The main reason we removed the vermiculite is that we intended to do aggressive air sealing and insulating in the attic.  In a ranch the attic is a large part of the envelope of the building.  Fortunately, that means about 25% of the envelope can be easily accessed and upgraded without having to disturb the finished surfaces on the inside or outside of the house…  Unless there’s poisonous stuff all over the attic floor.  On our way toward energy Valhalla we need to be able to make an awesome thermal envelope at the ceiling.  The vermiculite had to go.

I like to think of vermiculite as rock popcorn.  It’s not a bad insulation, though it has a low insulating value per inch.  It can withstand very high temperatures, which makes it good for insulating around chimneys.  However, the source for 70% of the US’s vermiculite, the mine at Libby, Montana, also contains a vein of asbestos.  It’s prudent to assume that any vermiculite installed before 1990, when the Libby mine was shut down, contains asbestos.  In fact, testing for asbestos in vermiculite is an unreliable way to determine whether your vermiculite is contaminated.  Just assume any old vermiculite has asbestos in it and treat it accordingly.
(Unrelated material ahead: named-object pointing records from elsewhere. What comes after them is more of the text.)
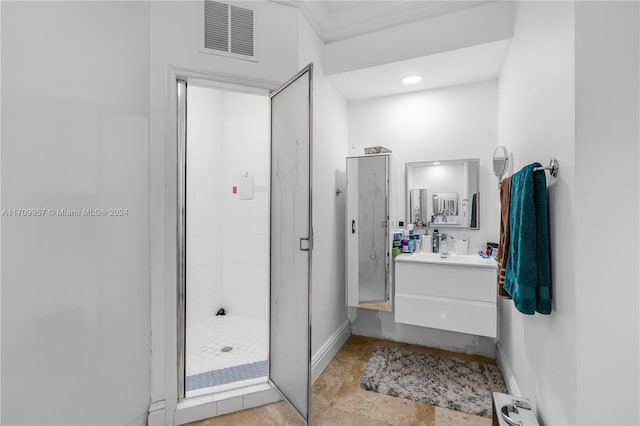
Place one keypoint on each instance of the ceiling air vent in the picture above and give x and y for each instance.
(228, 30)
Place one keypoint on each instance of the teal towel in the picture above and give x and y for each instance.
(528, 275)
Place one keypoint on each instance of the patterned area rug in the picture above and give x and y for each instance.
(446, 382)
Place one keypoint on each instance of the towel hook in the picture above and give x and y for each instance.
(552, 167)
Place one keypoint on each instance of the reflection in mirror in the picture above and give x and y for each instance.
(418, 204)
(452, 187)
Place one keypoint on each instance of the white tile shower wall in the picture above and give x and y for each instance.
(204, 213)
(245, 230)
(227, 245)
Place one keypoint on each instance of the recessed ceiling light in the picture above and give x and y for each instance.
(412, 79)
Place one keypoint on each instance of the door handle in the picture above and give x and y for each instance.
(505, 410)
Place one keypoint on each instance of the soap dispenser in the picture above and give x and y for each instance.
(436, 241)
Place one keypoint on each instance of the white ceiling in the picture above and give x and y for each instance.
(336, 20)
(477, 63)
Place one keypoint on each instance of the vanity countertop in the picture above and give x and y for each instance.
(452, 259)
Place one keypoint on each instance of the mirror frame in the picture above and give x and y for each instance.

So, what’s so bad about asbestos?  Inhaled asbestos can cause several kinds of lung cancer.  Asbestos fibers are very tiny.  Neither a dust mask, nor your nose hairs will catch them, and they lodge deep in lung tissue.  Many years after exposure to vermiculite those fibers can cause a tumor to grow.  I appreciate my lungs.  And I like to think I would never ask a worker to do something personally hazardous (even if they’re not so fond of their lungs as I am of mine).  No vermiculite if work is going to go forward in the attic.

We hired Alderson Environmental to remove the attic insulation.  They are licensed by the state to remove and dispose of asbestos.  I asked them what their process would be, how they make sure vermiculite dust doesn’t get into the house and how they dispose of the vermiculite. They do a lot of this work because a lot of homes in this area have vermiculite in them.  As part of the contract Alderson disclaims not all of the vermiculite will be removed.  Some vermiculite may remain, for instance in electrical fixtures.

We were lucky that Alderson could schedule us for immediately after the closing, so that by the time we moved in the vermiculite removal would be done.  I stopped in while they were doing the work.

The environmental company built this containment area in our garage. The workers enter the work area through this containment area and are decontaminated here..

The workers shower after having been in the work area. These showers are in the containment area so they don’t track hazardous material outside the work area.

Here’s their containment zone with showers for the workers.  Pretty impressive.  Air quality testing inside the house is done continuously during the work.  After the work was done someone from a state lab came and did air quality testing in the attic.  The jobsite failed air quality testing so they had to leave a giant fan in the attic over the weekend and retest on Monday, when the test showed everything OK.